In [None]:
# Tokens Distance Examples

In [1]:
cd ../../

/home/abelm


In [2]:
import textsim
from textsim import *

In [3]:
s1 = """PCCW's chief operating officer, Mike Butcher, and Alex Arena, 
        the chief financial officer, will report directly to Mr So."""
s2 = """Current Chief Operating Officer Mike Butcher and Group Chief 
        Financial Officer Alex Arena will report to So."""

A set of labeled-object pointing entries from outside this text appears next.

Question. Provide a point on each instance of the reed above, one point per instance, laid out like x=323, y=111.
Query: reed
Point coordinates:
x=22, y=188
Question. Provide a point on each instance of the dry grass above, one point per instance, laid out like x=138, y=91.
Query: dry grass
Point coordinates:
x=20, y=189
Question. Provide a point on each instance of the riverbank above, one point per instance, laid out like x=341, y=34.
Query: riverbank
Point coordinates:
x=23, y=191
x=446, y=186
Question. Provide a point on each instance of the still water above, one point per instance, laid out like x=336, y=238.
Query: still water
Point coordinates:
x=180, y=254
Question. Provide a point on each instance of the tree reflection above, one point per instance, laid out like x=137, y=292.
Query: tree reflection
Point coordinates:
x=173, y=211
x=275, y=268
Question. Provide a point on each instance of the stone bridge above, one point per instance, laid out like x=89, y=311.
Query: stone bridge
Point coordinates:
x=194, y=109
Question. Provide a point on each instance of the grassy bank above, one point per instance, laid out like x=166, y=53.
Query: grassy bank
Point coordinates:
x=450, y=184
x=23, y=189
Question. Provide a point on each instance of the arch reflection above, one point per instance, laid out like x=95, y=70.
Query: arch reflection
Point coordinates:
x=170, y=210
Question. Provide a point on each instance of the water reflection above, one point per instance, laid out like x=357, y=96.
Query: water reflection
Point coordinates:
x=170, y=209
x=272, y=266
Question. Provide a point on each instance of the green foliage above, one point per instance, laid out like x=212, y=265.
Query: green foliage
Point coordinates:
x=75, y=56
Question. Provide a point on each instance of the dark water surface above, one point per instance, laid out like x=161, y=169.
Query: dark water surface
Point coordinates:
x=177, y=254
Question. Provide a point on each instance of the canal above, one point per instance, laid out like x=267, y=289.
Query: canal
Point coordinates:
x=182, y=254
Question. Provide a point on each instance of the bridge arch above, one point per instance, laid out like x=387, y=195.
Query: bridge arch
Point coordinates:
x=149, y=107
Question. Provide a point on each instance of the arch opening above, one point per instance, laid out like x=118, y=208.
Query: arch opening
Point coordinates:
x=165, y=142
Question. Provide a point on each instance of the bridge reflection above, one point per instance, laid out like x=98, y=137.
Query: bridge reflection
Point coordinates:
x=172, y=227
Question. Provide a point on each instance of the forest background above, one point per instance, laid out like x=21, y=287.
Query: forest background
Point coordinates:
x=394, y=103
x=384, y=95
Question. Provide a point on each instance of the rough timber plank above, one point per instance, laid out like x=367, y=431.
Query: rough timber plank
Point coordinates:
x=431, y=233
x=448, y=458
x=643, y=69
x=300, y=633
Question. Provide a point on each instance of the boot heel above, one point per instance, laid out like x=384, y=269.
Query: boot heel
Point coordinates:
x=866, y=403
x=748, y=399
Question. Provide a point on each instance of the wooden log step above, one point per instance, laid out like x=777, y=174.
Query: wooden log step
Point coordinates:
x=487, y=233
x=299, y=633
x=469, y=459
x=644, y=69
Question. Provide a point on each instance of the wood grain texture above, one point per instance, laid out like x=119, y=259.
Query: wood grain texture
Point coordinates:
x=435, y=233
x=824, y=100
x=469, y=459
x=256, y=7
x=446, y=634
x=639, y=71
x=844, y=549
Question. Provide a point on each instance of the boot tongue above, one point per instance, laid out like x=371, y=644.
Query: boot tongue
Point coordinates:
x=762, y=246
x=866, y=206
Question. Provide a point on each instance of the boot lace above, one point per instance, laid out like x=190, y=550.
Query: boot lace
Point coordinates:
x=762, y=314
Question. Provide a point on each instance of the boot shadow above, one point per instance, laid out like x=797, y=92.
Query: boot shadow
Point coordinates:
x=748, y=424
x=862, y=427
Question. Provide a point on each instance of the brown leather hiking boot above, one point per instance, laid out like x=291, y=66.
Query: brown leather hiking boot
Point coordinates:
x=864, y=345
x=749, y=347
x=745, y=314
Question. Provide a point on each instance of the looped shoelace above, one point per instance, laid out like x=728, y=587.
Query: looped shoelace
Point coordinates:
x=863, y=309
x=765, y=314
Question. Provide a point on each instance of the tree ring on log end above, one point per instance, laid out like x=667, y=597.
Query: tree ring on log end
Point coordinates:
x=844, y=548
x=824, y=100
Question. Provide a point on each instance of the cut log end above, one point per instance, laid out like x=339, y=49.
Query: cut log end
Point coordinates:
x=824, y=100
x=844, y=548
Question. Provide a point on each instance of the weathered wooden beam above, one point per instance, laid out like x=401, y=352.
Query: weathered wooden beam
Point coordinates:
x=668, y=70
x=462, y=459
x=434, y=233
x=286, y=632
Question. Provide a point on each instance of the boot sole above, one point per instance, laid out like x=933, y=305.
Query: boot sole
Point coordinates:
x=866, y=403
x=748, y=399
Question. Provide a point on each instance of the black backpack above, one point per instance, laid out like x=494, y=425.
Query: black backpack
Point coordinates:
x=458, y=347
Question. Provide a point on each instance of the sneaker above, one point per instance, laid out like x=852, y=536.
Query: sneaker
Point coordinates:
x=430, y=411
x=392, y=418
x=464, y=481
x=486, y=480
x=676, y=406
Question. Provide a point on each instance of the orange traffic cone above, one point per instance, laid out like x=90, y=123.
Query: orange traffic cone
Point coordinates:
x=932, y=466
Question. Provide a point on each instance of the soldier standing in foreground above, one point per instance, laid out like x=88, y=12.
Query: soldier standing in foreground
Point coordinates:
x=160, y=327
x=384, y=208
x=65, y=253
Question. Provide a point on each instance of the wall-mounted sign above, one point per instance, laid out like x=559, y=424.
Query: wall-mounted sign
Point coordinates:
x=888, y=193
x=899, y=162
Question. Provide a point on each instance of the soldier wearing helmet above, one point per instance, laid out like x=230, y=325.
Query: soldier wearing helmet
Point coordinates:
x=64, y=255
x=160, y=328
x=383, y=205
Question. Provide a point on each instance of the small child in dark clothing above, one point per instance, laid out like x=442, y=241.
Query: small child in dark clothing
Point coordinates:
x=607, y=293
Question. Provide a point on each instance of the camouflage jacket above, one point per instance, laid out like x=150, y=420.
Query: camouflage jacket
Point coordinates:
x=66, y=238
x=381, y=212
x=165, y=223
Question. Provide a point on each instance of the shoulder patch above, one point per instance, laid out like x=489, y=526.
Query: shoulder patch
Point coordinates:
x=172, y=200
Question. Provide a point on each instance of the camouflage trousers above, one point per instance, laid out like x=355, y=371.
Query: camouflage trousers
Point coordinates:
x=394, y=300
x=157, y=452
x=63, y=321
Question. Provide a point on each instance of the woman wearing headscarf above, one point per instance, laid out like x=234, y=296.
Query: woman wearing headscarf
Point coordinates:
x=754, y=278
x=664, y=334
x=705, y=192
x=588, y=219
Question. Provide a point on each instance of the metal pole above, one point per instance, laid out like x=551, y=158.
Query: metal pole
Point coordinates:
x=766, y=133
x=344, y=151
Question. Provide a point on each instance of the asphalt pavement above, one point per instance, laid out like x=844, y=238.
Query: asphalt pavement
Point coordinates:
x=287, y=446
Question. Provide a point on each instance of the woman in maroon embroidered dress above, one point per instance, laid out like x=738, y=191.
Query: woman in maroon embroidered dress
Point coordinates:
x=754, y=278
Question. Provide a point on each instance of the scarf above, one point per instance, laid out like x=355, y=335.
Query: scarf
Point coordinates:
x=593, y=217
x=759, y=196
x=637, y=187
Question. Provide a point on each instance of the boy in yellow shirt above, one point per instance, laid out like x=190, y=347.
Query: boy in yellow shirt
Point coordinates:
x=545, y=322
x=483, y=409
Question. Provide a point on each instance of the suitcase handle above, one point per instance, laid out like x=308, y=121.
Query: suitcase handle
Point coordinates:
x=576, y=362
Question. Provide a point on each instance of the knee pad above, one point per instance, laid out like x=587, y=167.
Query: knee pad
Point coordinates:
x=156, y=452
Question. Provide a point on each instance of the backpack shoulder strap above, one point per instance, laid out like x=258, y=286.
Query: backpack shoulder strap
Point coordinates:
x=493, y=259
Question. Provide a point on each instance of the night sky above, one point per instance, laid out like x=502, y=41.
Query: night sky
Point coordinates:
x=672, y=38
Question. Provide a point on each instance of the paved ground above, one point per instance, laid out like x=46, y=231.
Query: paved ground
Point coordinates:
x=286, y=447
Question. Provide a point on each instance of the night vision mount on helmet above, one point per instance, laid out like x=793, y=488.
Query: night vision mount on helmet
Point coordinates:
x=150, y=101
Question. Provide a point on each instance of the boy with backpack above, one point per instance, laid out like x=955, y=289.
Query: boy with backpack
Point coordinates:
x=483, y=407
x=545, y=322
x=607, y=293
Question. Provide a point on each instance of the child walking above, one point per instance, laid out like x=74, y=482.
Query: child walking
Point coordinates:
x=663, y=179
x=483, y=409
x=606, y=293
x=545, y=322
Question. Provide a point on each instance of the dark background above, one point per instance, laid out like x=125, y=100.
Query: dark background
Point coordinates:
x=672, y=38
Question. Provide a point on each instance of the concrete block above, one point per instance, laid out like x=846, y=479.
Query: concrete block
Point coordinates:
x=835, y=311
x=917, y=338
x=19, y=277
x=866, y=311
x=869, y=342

### **Listing all available distances!**

In [4]:
print('total',len(textsim.tokendists.__all__))
textsim.tokendists.__all__

total 35


['mahalanobis_distance_scipy',
 'chebyshev_distance_scipy',
 'interval_distance',
 'overlap_distance_textsim',
 'manhattan_distance_sklearn',
 'correlation_distance_scipy',
 'masi_distance',
 'kulsinski_distance_scipy',
 'cityblock_distance_scipy',
 'hamming_distance_scipy',
 'yule_distance_scipy',
 'matching_distance_scipy',
 'jaccard_distance_textsim',
 'matching_coefficient_textsim',
 'sqeuclidean_distance_scipy',
 'dice_coefficient_textsim',
 'braycurtis_distance_scipy',
 'cosine_distance_scipy',
 'sokalsneath_distance_scipy',
 'euclidean_distance_scipy',
 'matching_coefficient_pablo',
 'sokalmichener_distance_scipy',
 'cosine_similarity_sklearn',
 'jaccard_distance_scipy',
 'jaccard_distance_nltk',
 'dice_distance_scipy',
 'minkowski_distance_scipy',
 'euclidean_distance_sklearn',
 'canberra_distance_scipy',
 'seuclidean_distance_scipy',
 'rogerstanimoto_distance_scipy',
 'russellrao_distance_scipy',
 'token_containment_distance',
 'qgram_distance',
 'cosine_distance_sklearn']

### **Calling all distances in a flash!**

In [5]:
dictdist = {}
for metric in textsim.tokendists.PAIRED_DISTANCES:
    func = textsim.tokendists.PAIRED_DISTANCES[metric]
    try:
        dictdist[metric] = float(func(s1,s2))
    except:
        pass
    
dictcp = dictdist.copy()
for value in sorted(dictdist.values()):
    for word in dictdist.keys():
        if dictdist[word] == value and word in dictcp:
            print('%.3f: %s' % (value,word))
            dictcp.pop(word)

-0.267: sokalsneath_distance_scipy
-0.235: sokalmichener_distance_scipy
-0.235: rogerstanimoto_distance_scipy
-0.118: kulsinski_distance_scipy
-0.105: matching_distance_scipy
-0.056: dice_distance_scipy
-0.000: yule_distance_scipy
-0.000: russellrao_distance_scipy
0.135: cosine_distance_scipy
0.135: cosine_distance_sklearn
0.167: braycurtis_distance_scipy
0.316: hamming_distance_scipy
0.316: jaccard_distance_scipy
0.412: matching_coefficient_pablo
0.438: qgram_distance
0.545: jaccard_distance_textsim
0.545: jaccard_distance_nltk
0.584: correlation_distance_scipy
0.588: token_containment_distance
0.625: dice_coefficient_textsim
0.667: overlap_distance_textsim
0.850: masi_distance
0.865: cosine_similarity_sklearn
1.000: chebyshev_distance_scipy
2.449: euclidean_distance_scipy
2.449: euclidean_distance_sklearn
4.000: interval_distance
4.243: mahalanobis_distance_scipy
6.000: manhattan_distance_sklearn
6.000: cityblock_distance_scipy
6.000: sqeuclidean_distance_scipy
6.000: minkowski_dista

  return np.sqrt(((XA - XB) ** 2 / V).sum())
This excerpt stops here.